His father duly wrote back to him, indicating that he was glad to hear that his young son appreciated the new life in the priory, but that he should remember that when he was an infant – Edward was one of thirteen children – his parents were often up at 2:00am. And, yes, they too were giving glory to God in their work, although they were not quite singing the psalms.
Yes, there are many ways in which we can work for God’s glory.
In this respect, Ignatius has a much-recorded insight. He often used the phrase “God is labouring for us in the world” and calling us to labour with God. It seems to me that this is something of a response to an age-old question: If Christ died and rose again to redeem and save the world, then why is it still in need of so much healing? For Ignatius, there is an ongoing redemption of the world. Renewal still to be worked. Healings yet to be completed. Lives to be saved. Good to be done. The lost waiting to be found. Hands still to be held. Cold hearts to be thawed. Sin to be countered. God is still at work in that. And God invites companions, co-workers, fellow-labourers. It is a calling to build the kingdom.
That is our commission here at Riverview. To build a community, which is a small corner of that kingdom. To build friendships. To build just relationships. To build confidence in the young who need it. To build knowledge in the mind and (more importantly) a wisdom of the heart. To build a sense of social responsibility. To build a tangible presence of faith, hope and love.

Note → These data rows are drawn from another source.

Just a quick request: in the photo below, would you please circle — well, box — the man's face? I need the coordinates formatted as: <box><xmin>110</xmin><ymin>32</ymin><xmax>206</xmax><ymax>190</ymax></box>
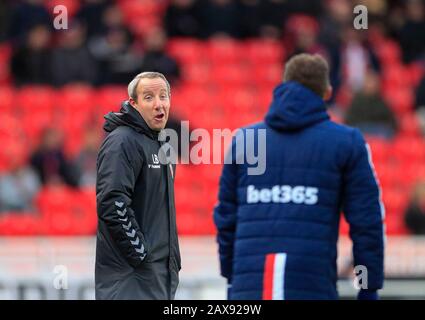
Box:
<box><xmin>130</xmin><ymin>78</ymin><xmax>170</xmax><ymax>131</ymax></box>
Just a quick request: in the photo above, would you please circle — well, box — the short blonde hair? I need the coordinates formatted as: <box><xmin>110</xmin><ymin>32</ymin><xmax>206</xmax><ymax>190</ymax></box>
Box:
<box><xmin>127</xmin><ymin>71</ymin><xmax>171</xmax><ymax>100</ymax></box>
<box><xmin>283</xmin><ymin>53</ymin><xmax>330</xmax><ymax>97</ymax></box>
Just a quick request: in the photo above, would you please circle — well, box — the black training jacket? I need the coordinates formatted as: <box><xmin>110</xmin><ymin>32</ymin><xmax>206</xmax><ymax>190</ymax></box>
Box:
<box><xmin>95</xmin><ymin>101</ymin><xmax>181</xmax><ymax>299</ymax></box>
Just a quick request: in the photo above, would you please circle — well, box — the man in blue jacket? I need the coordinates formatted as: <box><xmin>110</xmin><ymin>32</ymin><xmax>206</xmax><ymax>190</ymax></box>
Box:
<box><xmin>214</xmin><ymin>54</ymin><xmax>384</xmax><ymax>300</ymax></box>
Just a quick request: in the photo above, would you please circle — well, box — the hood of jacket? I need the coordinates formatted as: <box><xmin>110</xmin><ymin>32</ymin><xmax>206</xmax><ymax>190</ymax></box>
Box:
<box><xmin>265</xmin><ymin>81</ymin><xmax>329</xmax><ymax>131</ymax></box>
<box><xmin>103</xmin><ymin>100</ymin><xmax>159</xmax><ymax>140</ymax></box>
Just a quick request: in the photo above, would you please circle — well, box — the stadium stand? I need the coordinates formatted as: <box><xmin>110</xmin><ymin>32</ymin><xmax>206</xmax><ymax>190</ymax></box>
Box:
<box><xmin>0</xmin><ymin>0</ymin><xmax>425</xmax><ymax>235</ymax></box>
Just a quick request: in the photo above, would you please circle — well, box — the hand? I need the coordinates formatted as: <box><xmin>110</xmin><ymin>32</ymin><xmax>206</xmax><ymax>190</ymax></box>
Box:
<box><xmin>357</xmin><ymin>290</ymin><xmax>379</xmax><ymax>300</ymax></box>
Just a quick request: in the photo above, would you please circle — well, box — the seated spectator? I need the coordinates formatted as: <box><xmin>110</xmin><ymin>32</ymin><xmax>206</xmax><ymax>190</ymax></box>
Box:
<box><xmin>8</xmin><ymin>0</ymin><xmax>53</xmax><ymax>44</ymax></box>
<box><xmin>51</xmin><ymin>22</ymin><xmax>97</xmax><ymax>86</ymax></box>
<box><xmin>345</xmin><ymin>71</ymin><xmax>397</xmax><ymax>138</ymax></box>
<box><xmin>200</xmin><ymin>0</ymin><xmax>241</xmax><ymax>38</ymax></box>
<box><xmin>164</xmin><ymin>0</ymin><xmax>201</xmax><ymax>37</ymax></box>
<box><xmin>0</xmin><ymin>144</ymin><xmax>40</xmax><ymax>212</ymax></box>
<box><xmin>0</xmin><ymin>1</ymin><xmax>11</xmax><ymax>42</ymax></box>
<box><xmin>140</xmin><ymin>28</ymin><xmax>180</xmax><ymax>83</ymax></box>
<box><xmin>76</xmin><ymin>130</ymin><xmax>101</xmax><ymax>187</ymax></box>
<box><xmin>404</xmin><ymin>182</ymin><xmax>425</xmax><ymax>235</ymax></box>
<box><xmin>31</xmin><ymin>128</ymin><xmax>79</xmax><ymax>187</ymax></box>
<box><xmin>89</xmin><ymin>28</ymin><xmax>142</xmax><ymax>85</ymax></box>
<box><xmin>76</xmin><ymin>0</ymin><xmax>114</xmax><ymax>37</ymax></box>
<box><xmin>399</xmin><ymin>0</ymin><xmax>425</xmax><ymax>63</ymax></box>
<box><xmin>340</xmin><ymin>25</ymin><xmax>380</xmax><ymax>93</ymax></box>
<box><xmin>11</xmin><ymin>25</ymin><xmax>51</xmax><ymax>85</ymax></box>
<box><xmin>239</xmin><ymin>0</ymin><xmax>263</xmax><ymax>39</ymax></box>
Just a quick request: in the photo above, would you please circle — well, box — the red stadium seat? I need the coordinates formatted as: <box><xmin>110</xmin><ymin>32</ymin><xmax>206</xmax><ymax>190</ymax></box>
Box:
<box><xmin>376</xmin><ymin>40</ymin><xmax>401</xmax><ymax>65</ymax></box>
<box><xmin>384</xmin><ymin>88</ymin><xmax>415</xmax><ymax>115</ymax></box>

This kingdom is contiguous with heaven. “The Kingdom of God is among you,” assures Jesus. It is not pie in the sky. It begins here and now.
The French Jesuit and palaeontologist and discoverer of Peking Man, Teilhard de Chardin SJ, once suggested:
By virtue of the Creation and, still more, of the Incarnation, nothing here below is profane for those who know how to see. On the contrary, everything is sacred … Try, with God’s help, to perceive the connection – even physical and natural – which binds your labour with the building of the kingdom of heaven; try to realize that heaven itself smiles upon you and, through your works, draws you to itself; then, as you leave church for the noisy streets, you will remain with only one feeling, that of continuing to immerse yourself in God.
Yes, for many reasons, anything worth doing is worth doing well.